On connaît la suite de l'histoire. Quelque 10 000 Acadiens furent entassés sur des navires britanniques. Des familles furent séparées. De nombreux déportés périrent en mer. Les maisons furent incendiées, les documents furent déchirés et le bétail fut confisqué au profit de la Couronne d'Angleterre afin qu'il fût clair que les Acadiens ne pouvaient plus revenir. Certains déportés parvinrent à se rendre en Louisiane, où ils donnèrent naissance à la culture cajun. D'autres trouvèrent refuge dans diverses communautés le long de la côte est américaine, depuis les Carolines jusqu'au Maine. D'autres encore furent transportés en Angleterre et en France.
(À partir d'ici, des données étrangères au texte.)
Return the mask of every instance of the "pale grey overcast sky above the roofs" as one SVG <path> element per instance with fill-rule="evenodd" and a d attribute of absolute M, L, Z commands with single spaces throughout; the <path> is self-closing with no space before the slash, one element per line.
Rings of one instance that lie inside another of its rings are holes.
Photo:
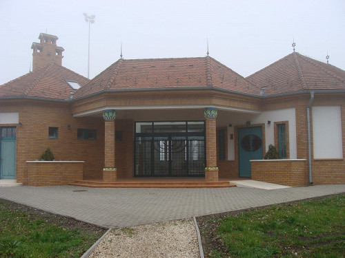
<path fill-rule="evenodd" d="M 345 69 L 345 1 L 0 0 L 0 85 L 29 72 L 40 32 L 59 37 L 62 65 L 90 78 L 119 59 L 210 56 L 248 76 L 296 51 Z"/>

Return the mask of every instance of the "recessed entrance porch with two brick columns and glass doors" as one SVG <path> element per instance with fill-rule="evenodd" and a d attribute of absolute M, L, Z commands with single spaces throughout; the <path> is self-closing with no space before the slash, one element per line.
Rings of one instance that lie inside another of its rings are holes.
<path fill-rule="evenodd" d="M 104 153 L 99 155 L 103 167 L 88 169 L 79 185 L 228 186 L 239 178 L 236 127 L 259 113 L 201 105 L 106 108 L 75 115 L 100 118 L 103 112 L 104 118 L 97 131 L 97 140 L 104 142 L 104 152 L 97 152 Z"/>

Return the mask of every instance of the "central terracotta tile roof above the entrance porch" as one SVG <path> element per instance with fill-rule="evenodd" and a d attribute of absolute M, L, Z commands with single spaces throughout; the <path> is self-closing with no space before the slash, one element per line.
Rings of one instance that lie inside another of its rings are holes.
<path fill-rule="evenodd" d="M 193 58 L 119 59 L 90 80 L 75 98 L 106 89 L 219 87 L 259 94 L 259 89 L 210 56 Z"/>

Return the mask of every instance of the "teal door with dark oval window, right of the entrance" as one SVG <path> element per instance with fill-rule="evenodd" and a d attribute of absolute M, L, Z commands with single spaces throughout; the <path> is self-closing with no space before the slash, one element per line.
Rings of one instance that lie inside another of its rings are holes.
<path fill-rule="evenodd" d="M 250 178 L 249 160 L 262 160 L 262 127 L 247 127 L 238 130 L 239 177 Z"/>

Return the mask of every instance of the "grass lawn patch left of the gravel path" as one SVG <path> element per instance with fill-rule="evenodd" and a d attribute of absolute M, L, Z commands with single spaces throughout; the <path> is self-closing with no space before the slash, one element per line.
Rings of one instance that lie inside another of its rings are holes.
<path fill-rule="evenodd" d="M 104 232 L 0 200 L 0 257 L 80 257 Z"/>

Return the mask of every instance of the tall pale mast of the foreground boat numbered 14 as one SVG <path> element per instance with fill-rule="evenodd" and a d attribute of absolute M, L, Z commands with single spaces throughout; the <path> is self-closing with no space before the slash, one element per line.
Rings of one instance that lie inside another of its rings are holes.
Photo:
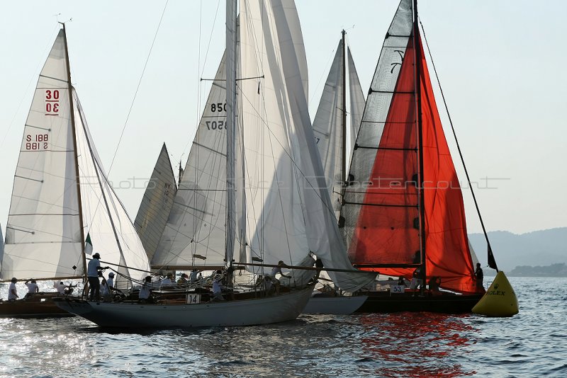
<path fill-rule="evenodd" d="M 235 147 L 236 147 L 236 0 L 226 0 L 226 264 L 232 266 L 235 247 Z"/>

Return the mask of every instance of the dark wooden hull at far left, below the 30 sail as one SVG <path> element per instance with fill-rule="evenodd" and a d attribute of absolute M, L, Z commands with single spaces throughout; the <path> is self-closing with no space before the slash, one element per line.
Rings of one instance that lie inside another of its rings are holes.
<path fill-rule="evenodd" d="M 0 302 L 0 318 L 47 318 L 74 316 L 57 307 L 54 295 L 36 295 L 31 299 Z"/>

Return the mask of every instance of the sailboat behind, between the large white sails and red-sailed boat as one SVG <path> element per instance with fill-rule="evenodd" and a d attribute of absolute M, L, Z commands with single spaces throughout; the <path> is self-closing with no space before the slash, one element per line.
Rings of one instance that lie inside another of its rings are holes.
<path fill-rule="evenodd" d="M 346 181 L 348 160 L 354 149 L 362 112 L 364 93 L 350 48 L 347 47 L 346 32 L 342 30 L 335 57 L 325 81 L 315 120 L 313 134 L 321 156 L 322 166 L 327 178 L 327 189 L 335 217 L 339 219 L 342 204 L 342 191 Z M 348 72 L 348 76 L 347 76 Z M 348 84 L 347 84 L 348 82 Z M 347 93 L 349 103 L 347 104 Z M 347 115 L 349 117 L 347 118 Z M 347 119 L 349 125 L 347 125 Z M 347 138 L 347 136 L 349 138 Z M 348 139 L 348 140 L 347 140 Z M 364 295 L 344 295 L 337 292 L 328 282 L 332 282 L 325 272 L 318 277 L 320 290 L 303 310 L 304 314 L 352 314 L 366 301 Z M 327 283 L 325 283 L 327 282 Z"/>

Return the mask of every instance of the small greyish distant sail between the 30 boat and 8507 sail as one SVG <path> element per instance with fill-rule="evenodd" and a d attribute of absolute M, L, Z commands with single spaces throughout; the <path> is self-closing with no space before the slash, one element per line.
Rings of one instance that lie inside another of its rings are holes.
<path fill-rule="evenodd" d="M 177 186 L 172 163 L 169 161 L 169 154 L 164 143 L 162 150 L 159 151 L 150 181 L 147 182 L 144 197 L 142 197 L 142 203 L 140 203 L 140 209 L 134 221 L 147 258 L 150 260 L 162 237 L 176 192 Z"/>

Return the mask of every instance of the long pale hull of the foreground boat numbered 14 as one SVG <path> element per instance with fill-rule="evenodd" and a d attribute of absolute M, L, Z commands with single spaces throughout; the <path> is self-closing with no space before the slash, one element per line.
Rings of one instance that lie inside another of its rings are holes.
<path fill-rule="evenodd" d="M 252 326 L 296 319 L 313 287 L 276 297 L 201 304 L 128 304 L 62 299 L 57 306 L 101 327 Z"/>

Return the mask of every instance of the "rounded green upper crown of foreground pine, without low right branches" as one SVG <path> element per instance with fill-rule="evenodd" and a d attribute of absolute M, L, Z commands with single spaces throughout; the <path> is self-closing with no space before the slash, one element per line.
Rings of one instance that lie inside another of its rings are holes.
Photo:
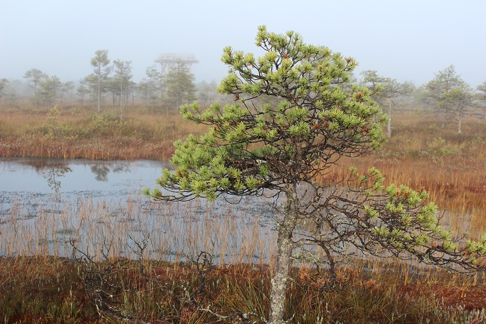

Mes propres ancêtres furent emprisonnés au fort Lawrence, en Nouvelle-Écosse, en août 1755, mais ils réussirent à s'échapper par un tunnel qu'ils creusèrent sous le fort. Ils allèrent vers le nord, au Nouveau-Brunswick, se cachèrent dans les bois et éventuellement s'établir près de Bouctouche, une petite localité rendue célèbre récemment par la pièce de théâtre La Sagouine, d'Antonine Maillet. Ils y cultivèrent la terre et travaillèrent dans la forêt, cherchant à nourrir leurs familles du mieux qu'ils pouvaient. Ils se tournaient vers l'Église catholique romaine pour les guider sur les plans spirituel et politique. Ils survécurent et triomphèrent de l'adversité.

La collectivité acadienne est maintenant dotée de sa propre université et a produit récemment une classe d'entrepreneurs qui connaissent beaucoup de succès. La présence des Acadiens se fait sentir dans le monde des affaires, le gouvernement, les beaux-arts, la littérature et les professions libérales, avec des personnalités comme Louis Robichaud, Roméo LeBlanc ou Antonine Maillet.

Une fierté canadienne

Même s'ils se mêlèrent peu aux débats, la plupart de mes ancêtres votèrent contre la Confédération. Toutefois, dès que le Canada devint une réalité, les Acadiens -- avec tout le pragmatisme qui les caractérise -- décidèrent de s'y rallier. Depuis, nous avons toujours été fiers d'être Canadiens.

À bien des égards, l'histoire des Acadiens et de la Proclamation royale témoigne de ce que sont le Canada et les valeurs canadiennes. Le Canada donne aux peuples et aux individus la possibilité de rebâtir leurs communautés et de reconstruire leurs vies brisées. Ces dernières années, le Canada a accueilli des boat people venus du Vietnam et des réfugiés fuyant les opérations de nettoyage ethnique en Europe de l'Est.

Il existe un parallèle entre leur histoire et celle de la déportation des Acadiens -- et c'est peut-être pour cette raison, et en raison des expériences éprouvantes qu'ont vécues mes ancêtres, que je suis toujours fier de voir mon pays ouvrir ses frontières à de nouveaux Canadiens et Canadiennes en quête d'un nouveau foyer où refaire leur vie. Les néo-Canadiens se voient offrir une multitude de nouvelles possibilités à condition qu'ils abandonnent leurs vieilles querelles derrière eux et qu'ils renoncent au ressentiment et à l'amertume.

La Proclamation royale contient de nombreux messages. Il y en a deux que j'aimerais retenir, à savoir que le Canada rend possible la dignité collective et que nos institutions politiques fonctionnent. Tant le pays que ses institutions politiques nous ont bien servis, et nous devrions nous garder de les tenir pour acquis.